European Union: rights-based regulation
The EU has positioned itself as the global leader in AI regulation, emphasizing fundamental rights protection, transparency, and democratic accountability. The EU AI Act creates risk-tiered requirements. GDPR restricts data practices underlying AI. This approach prioritizes citizens' rights over deployment speed and may serve as a model for democracies globally.
India: scale, language diversity, and leapfrogging
India represents both a massive market and a unique AI challenge: enormous linguistic diversity (hundreds of languages and dialects), significant infrastructure variation, and a large technical workforce. India's government has invested in AI for public services at scale — Aadhaar biometric identity, digital payments — while grappling with inclusion, bias, and privacy concerns in systems serving over a billion people.
Africa: leapfrogging, mobile-first, and building local capacity
Many African nations lack the legacy infrastructure constraints that slow AI adoption elsewhere, creating opportunities to build AI-native systems for healthcare, agriculture, and finance. AI researchers and advocacy organizations across the continent are pushing for African-centered AI development — datasets that reflect African contexts, models trained on African languages, and governance frameworks that reflect African values and priorities.

AI colonialism and the extractive dynamic

Scholars have raised concerns about "AI colonialism" — patterns in which AI benefits accrue to wealthy countries and companies while costs (data extraction, content moderation labor, environmental impacts of compute infrastructure) are disproportionately borne by poorer countries. Data labeling workforces in Kenya, Nigeria, the Philippines, and Venezuela do the labor-intensive annotation work underlying AI systems without receiving commensurate benefits or intellectual property rights.

The dominant narrative of AI as universal progress obscures this distributive reality. Whose data trains the models? Who captures the economic value? Who bears the environmental costs? Whose communities are algorithmically managed without meaningful recourse? These are questions of political economy, not technology.

Building genuinely global AI

Masakhane is a grassroots organization building natural language processing capabilities for African languages — most of which are severely underrepresented in standard AI training datasets. Its model of community-led, open-source development in languages spoken by millions demonstrates that the concentration of AI capability is not technologically inevitable. It reflects investment priorities that can be changed. Similar efforts are underway for Indigenous languages, regional dialects, and other linguistic communities that dominant AI systems have effectively excluded.
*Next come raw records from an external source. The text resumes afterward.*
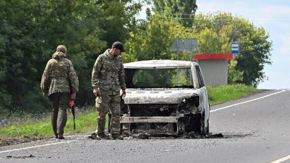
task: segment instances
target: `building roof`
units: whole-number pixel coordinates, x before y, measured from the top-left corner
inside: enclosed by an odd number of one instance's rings
[[[190,68],[192,63],[195,62],[184,60],[150,60],[124,63],[124,67],[125,69]]]
[[[231,53],[196,54],[194,57],[196,60],[225,60],[235,59],[236,56]]]

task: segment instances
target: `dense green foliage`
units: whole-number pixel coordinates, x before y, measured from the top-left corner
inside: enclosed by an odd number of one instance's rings
[[[197,9],[196,0],[152,0],[155,11],[175,18],[183,25],[191,27]]]
[[[229,83],[255,86],[265,79],[272,44],[263,27],[230,14],[194,15],[195,0],[144,1],[153,9],[137,20],[142,4],[133,0],[0,0],[0,116],[50,110],[40,79],[60,44],[79,77],[76,103],[81,106],[94,102],[93,65],[116,41],[125,43],[125,62],[175,59],[169,48],[178,36],[197,38],[198,53],[228,52],[230,42],[238,41],[241,54],[229,64]],[[180,52],[180,59],[192,55]]]

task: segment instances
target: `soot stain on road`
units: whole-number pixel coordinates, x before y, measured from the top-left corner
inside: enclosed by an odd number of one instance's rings
[[[88,138],[93,140],[100,140],[97,137],[97,134],[96,133],[92,134]],[[180,136],[153,136],[147,133],[143,133],[140,134],[135,134],[131,136],[126,135],[123,137],[125,140],[138,140],[138,139],[209,139],[209,138],[224,138],[222,134],[212,134],[211,133],[208,135],[202,136],[197,134],[194,132],[191,132],[186,135]],[[227,136],[225,137],[227,138]]]

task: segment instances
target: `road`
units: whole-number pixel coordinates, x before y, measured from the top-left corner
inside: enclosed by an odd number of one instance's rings
[[[212,107],[211,132],[224,138],[66,137],[0,147],[0,162],[290,162],[289,97],[271,90]]]

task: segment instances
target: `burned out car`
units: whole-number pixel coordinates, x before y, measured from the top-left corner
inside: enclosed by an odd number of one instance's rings
[[[124,65],[127,89],[121,102],[123,132],[209,134],[208,93],[197,63],[152,60]]]

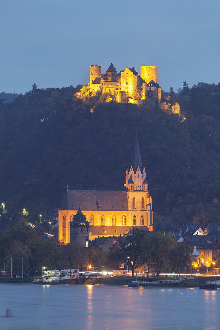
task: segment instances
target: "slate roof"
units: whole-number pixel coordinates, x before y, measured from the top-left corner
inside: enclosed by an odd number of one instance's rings
[[[80,206],[80,208],[83,211],[97,211],[98,209],[96,202],[100,204],[100,211],[111,211],[113,209],[116,211],[123,210],[128,211],[126,192],[121,190],[68,190],[59,209],[78,210]]]
[[[113,64],[112,64],[112,62],[110,64],[109,67],[108,68],[108,69],[106,72],[114,72],[116,71],[116,69],[115,68],[114,66],[113,65]]]

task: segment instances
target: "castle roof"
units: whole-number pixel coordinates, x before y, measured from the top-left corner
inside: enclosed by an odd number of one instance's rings
[[[106,71],[106,72],[114,72],[116,71],[116,69],[114,66],[112,64],[112,62],[110,64],[109,67],[108,68],[107,71]]]
[[[133,170],[136,172],[138,166],[141,171],[142,169],[142,161],[139,149],[137,131],[136,131],[135,132],[134,145],[131,155],[130,167],[130,168],[132,166]]]
[[[96,203],[96,202],[97,202]],[[83,211],[128,211],[128,197],[125,191],[120,190],[68,190],[61,203],[60,210]],[[124,207],[124,208],[123,208]]]
[[[149,86],[150,84],[151,86],[152,87],[156,87],[156,88],[161,88],[159,84],[158,83],[157,83],[155,82],[154,82],[153,80],[151,80],[148,83],[147,85]]]

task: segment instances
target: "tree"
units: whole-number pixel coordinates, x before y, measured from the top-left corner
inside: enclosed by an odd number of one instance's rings
[[[170,251],[168,255],[170,267],[177,271],[180,268],[180,272],[189,262],[193,252],[193,249],[190,245],[185,245],[182,243],[178,243],[177,247]]]
[[[148,234],[144,238],[141,256],[154,265],[157,276],[160,276],[162,267],[168,261],[170,251],[176,245],[170,235],[164,236],[158,232]]]
[[[133,227],[126,234],[126,241],[120,243],[121,249],[118,254],[118,259],[131,268],[132,276],[134,270],[142,262],[141,246],[146,235],[145,230]]]

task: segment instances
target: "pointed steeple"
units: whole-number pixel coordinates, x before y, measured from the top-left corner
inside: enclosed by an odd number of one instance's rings
[[[137,139],[137,131],[136,130],[135,132],[134,145],[134,148],[133,149],[132,154],[131,155],[130,166],[132,166],[135,173],[138,166],[141,170],[142,166],[142,161],[141,161],[141,157],[140,149],[139,149],[139,145]]]

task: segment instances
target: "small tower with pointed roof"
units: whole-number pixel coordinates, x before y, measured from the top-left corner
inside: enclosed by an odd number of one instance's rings
[[[70,243],[88,247],[90,223],[87,221],[86,214],[83,215],[80,207],[73,217],[73,221],[69,223]]]

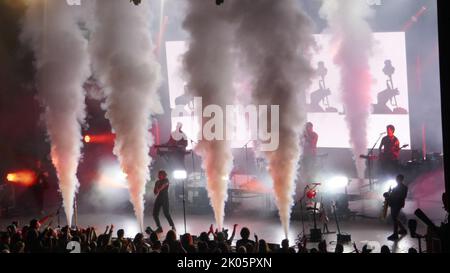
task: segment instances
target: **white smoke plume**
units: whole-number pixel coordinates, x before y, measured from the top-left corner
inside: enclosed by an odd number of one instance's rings
[[[189,92],[202,97],[203,106],[216,104],[225,109],[233,104],[231,32],[224,20],[225,9],[213,1],[189,0],[183,27],[190,34],[189,49],[184,55]],[[203,110],[203,109],[202,109]],[[208,119],[203,119],[205,124]],[[200,128],[203,128],[201,126]],[[196,146],[206,170],[207,190],[216,225],[223,226],[227,179],[232,167],[230,144],[205,138]]]
[[[163,112],[161,67],[153,54],[149,1],[99,0],[91,37],[94,73],[104,86],[106,117],[116,135],[114,154],[127,176],[130,201],[143,230],[151,157],[151,115]]]
[[[371,8],[360,0],[323,0],[320,15],[328,22],[332,43],[337,46],[334,62],[341,69],[341,87],[350,143],[359,178],[364,177],[367,152],[367,120],[371,107],[372,78],[369,57],[373,36],[367,19]]]
[[[238,24],[240,59],[255,79],[253,101],[280,109],[280,144],[276,151],[266,152],[266,157],[287,238],[300,132],[306,122],[304,96],[313,76],[311,20],[293,0],[241,0],[231,5],[230,18]]]
[[[51,158],[56,168],[68,225],[79,183],[81,124],[85,121],[83,83],[90,75],[88,42],[66,1],[29,1],[21,39],[35,56],[39,99],[45,107]]]

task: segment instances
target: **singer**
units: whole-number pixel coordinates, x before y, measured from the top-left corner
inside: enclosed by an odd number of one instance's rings
[[[394,125],[388,125],[386,132],[379,147],[381,175],[394,177],[398,173],[400,142],[394,135]]]

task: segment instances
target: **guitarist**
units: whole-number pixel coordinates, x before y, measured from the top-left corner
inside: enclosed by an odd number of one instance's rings
[[[156,195],[155,204],[153,206],[153,219],[157,225],[157,233],[162,233],[161,222],[159,221],[159,212],[161,207],[163,209],[164,216],[166,217],[169,225],[175,230],[175,224],[169,212],[169,179],[167,179],[167,173],[164,170],[158,172],[159,180],[155,183],[153,193]]]
[[[379,147],[380,167],[384,176],[394,176],[398,173],[400,142],[394,136],[395,127],[386,127],[387,136],[383,137]]]
[[[405,235],[407,233],[406,228],[398,220],[400,211],[405,206],[406,195],[408,194],[408,187],[403,184],[405,177],[401,174],[397,175],[395,179],[397,181],[397,186],[392,189],[390,193],[384,193],[383,196],[386,198],[388,206],[391,208],[392,221],[394,222],[394,233],[388,237],[390,241],[398,240],[398,235]],[[400,226],[400,231],[398,230]]]

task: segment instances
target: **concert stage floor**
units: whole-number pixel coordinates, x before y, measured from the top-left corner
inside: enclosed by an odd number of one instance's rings
[[[6,225],[11,223],[13,220],[19,220],[20,225],[28,223],[30,217],[14,217],[14,218],[0,218],[0,229],[5,229]],[[173,213],[172,218],[175,221],[175,225],[179,234],[184,233],[183,224],[183,214]],[[169,228],[167,221],[161,213],[161,222],[163,228],[167,230]],[[65,219],[61,215],[61,225],[65,223]],[[126,236],[134,237],[138,232],[138,226],[134,215],[130,212],[129,214],[111,214],[111,213],[83,213],[78,215],[78,225],[87,227],[95,226],[97,231],[103,232],[105,227],[110,224],[114,224],[115,230],[123,228],[125,230]],[[188,214],[186,216],[187,232],[198,235],[202,231],[207,231],[209,226],[214,223],[214,217],[212,214],[202,214],[193,215]],[[225,217],[225,228],[231,229],[233,224],[239,224],[235,240],[239,239],[239,230],[243,226],[250,228],[251,236],[254,233],[258,235],[260,239],[265,239],[269,243],[281,243],[284,239],[283,228],[279,222],[276,215],[257,215],[251,213],[245,213],[243,215],[228,215]],[[53,221],[53,226],[57,225],[57,218]],[[145,225],[154,227],[153,219],[150,212],[146,212],[145,215]],[[405,253],[410,247],[415,247],[418,249],[417,239],[413,239],[408,235],[403,237],[397,243],[388,241],[388,237],[392,233],[392,226],[389,223],[381,222],[379,219],[364,219],[362,217],[356,217],[355,219],[350,219],[346,221],[339,222],[341,232],[351,234],[352,241],[356,243],[357,247],[361,250],[365,244],[372,246],[373,252],[377,253],[380,251],[382,245],[387,245],[392,252]],[[318,227],[322,228],[322,224],[318,223]],[[309,233],[309,229],[313,227],[312,221],[305,222],[306,233]],[[336,224],[330,219],[328,223],[328,228],[330,231],[336,231]],[[297,236],[302,232],[302,222],[298,220],[291,221],[289,241],[291,245],[295,245]],[[419,234],[424,234],[425,230],[423,225],[419,223],[418,231]],[[231,231],[230,231],[231,233]],[[324,235],[328,243],[328,250],[334,251],[336,244],[336,234]],[[424,242],[422,247],[424,247]],[[308,248],[317,247],[317,243],[308,243]],[[344,246],[345,252],[352,252],[353,247],[351,244]]]

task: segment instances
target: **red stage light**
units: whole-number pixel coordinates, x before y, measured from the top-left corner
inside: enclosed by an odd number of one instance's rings
[[[313,199],[314,197],[316,197],[316,194],[317,194],[316,190],[309,190],[306,193],[306,197],[308,197],[309,199]]]
[[[100,144],[108,144],[114,143],[115,135],[108,134],[98,134],[98,135],[85,135],[83,140],[85,143],[100,143]]]
[[[6,175],[6,180],[14,184],[31,186],[36,182],[36,173],[30,170],[11,172]]]

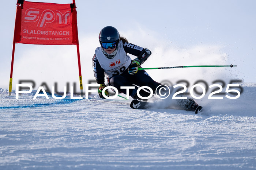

Cultural values and AI design

AI systems are not culturally neutral. The concept of "individual privacy" central to many Western AI ethics frameworks has different meaning and weight in cultures with stronger collectivist traditions. The prioritization of efficiency and optimization reflects particular economic values. The assumption that AI systems should optimize for measurable outcomes embeds a specific epistemology about what is valuable and knowable.

Genuinely global AI development requires engaging with diverse cultural frameworks for understanding the relationship between technology, community, and the good life — not as a diplomatic nicety but as a design requirement for systems that will work well in diverse contexts.

The case for diversity in AI development

More diverse AI development teams — by gender, nationality, linguistic background, and lived experience — build better systems, not just more equitable ones. Diverse teams catch failure modes that homogeneous teams miss. They identify user needs that narrow demographics don't surface. They build in contexts that matter to real people outside a narrow demographic slice. The case for diversity is not only ethical — it is a case for better technology.